Para Kant, teoria e prática derivavam e desembocavam numa doutrina do direito, não havendo a esse nível contradição entre elas, sendo que, em correspondência e ao mesmo nível, não haveria contradição entre política (como doutrina do direito prático) e moral (como doutrina do direito teórico). Entre ambas, a faculdade racional de orientar e dar sentido à acção - o puro dever de estabelecer o direito puro - equacionava como condição formal para a acção, um conjunto de princípios, fruto da racionalização da experiência. Política e moral partilhavam, apesar da sua heterogénese, do dever como imperativo categórico da criação do espaço cívico do direito. A suposta inclinação subjectiva do homem para o egoísmo não constituía prova do contrário, apenas reforçava a necessidade de aceitação dos princípios do direito como realidade objectiva96. Kant não deixou de advertir para a luta constante entre os universais objectivos e os particulares subjectivos e de como esse processo passava, sobretudo, pelo olhar de cada um para a sua própria interioridade moral, em perfeito acordo com um conceito de liberdade cujo núcleo positivo era um movimento constante de criação e auto-determinação.
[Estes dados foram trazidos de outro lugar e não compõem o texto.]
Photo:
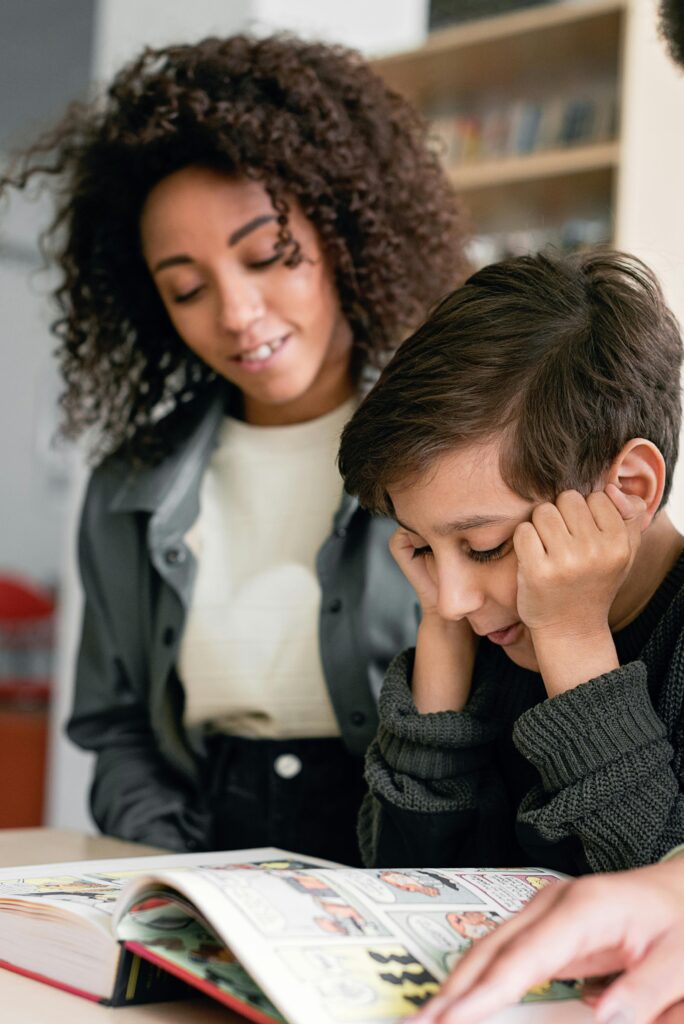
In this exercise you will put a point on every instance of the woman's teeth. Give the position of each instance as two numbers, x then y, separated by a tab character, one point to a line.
263	351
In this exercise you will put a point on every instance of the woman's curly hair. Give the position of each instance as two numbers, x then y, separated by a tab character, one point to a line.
310	122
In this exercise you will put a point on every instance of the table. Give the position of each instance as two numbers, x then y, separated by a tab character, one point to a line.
33	1003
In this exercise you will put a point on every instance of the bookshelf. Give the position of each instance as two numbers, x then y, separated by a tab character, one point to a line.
490	86
621	181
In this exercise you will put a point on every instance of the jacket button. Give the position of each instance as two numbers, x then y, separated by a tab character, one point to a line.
287	765
173	556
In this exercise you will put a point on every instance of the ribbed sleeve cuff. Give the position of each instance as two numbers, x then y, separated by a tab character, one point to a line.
432	747
573	734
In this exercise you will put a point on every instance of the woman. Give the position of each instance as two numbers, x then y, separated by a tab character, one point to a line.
245	229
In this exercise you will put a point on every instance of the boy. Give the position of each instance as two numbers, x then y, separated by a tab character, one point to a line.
524	440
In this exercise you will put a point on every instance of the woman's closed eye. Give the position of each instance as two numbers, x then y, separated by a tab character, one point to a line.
186	296
261	264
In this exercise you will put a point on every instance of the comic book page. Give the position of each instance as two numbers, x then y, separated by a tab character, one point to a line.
332	946
55	920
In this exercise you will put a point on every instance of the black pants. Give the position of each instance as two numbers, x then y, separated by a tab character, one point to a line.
302	795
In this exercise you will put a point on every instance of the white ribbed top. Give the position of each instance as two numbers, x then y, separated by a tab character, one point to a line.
249	658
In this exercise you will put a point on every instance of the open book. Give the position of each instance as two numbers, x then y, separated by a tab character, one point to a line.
273	935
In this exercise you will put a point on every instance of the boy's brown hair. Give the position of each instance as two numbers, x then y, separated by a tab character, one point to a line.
563	357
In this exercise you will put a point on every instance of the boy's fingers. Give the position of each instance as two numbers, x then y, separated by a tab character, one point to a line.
650	987
631	507
478	957
527	544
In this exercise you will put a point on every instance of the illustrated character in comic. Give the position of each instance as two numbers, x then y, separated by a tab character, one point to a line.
309	884
471	924
538	882
343	919
408	883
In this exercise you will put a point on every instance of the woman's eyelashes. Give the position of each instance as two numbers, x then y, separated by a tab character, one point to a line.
490	555
255	264
186	296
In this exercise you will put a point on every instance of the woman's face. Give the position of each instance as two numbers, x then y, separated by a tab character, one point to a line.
275	332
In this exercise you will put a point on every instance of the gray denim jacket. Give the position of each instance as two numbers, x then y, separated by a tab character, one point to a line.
137	576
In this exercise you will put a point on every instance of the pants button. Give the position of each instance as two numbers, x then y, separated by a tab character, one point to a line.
287	765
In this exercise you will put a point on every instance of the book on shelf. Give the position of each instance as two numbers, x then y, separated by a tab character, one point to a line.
273	935
518	127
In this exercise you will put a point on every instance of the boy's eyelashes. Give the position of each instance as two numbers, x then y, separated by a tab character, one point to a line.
489	555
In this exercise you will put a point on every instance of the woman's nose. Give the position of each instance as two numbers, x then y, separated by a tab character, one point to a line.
241	304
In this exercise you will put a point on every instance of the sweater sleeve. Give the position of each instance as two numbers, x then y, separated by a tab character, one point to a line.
605	768
433	798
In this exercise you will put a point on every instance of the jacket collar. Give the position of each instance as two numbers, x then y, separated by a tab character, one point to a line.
150	488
No entanto esta interioridade inacessível não era condição para a exterioridade organizadora do direito, isto é, o móbil da acção poderia não ser moral, desde que a acção respeitasse a lei moral, sendo por isso conforme ao direito. Ao distinguir a moral enquanto doutrina da virtude (ética), da moral enquanto doutrina do direito (lei moral), embora apelando às duas e integrando-as participativamente no discurso político, Kant estabeleceu, em termos de sociedade, a única que realmente contava.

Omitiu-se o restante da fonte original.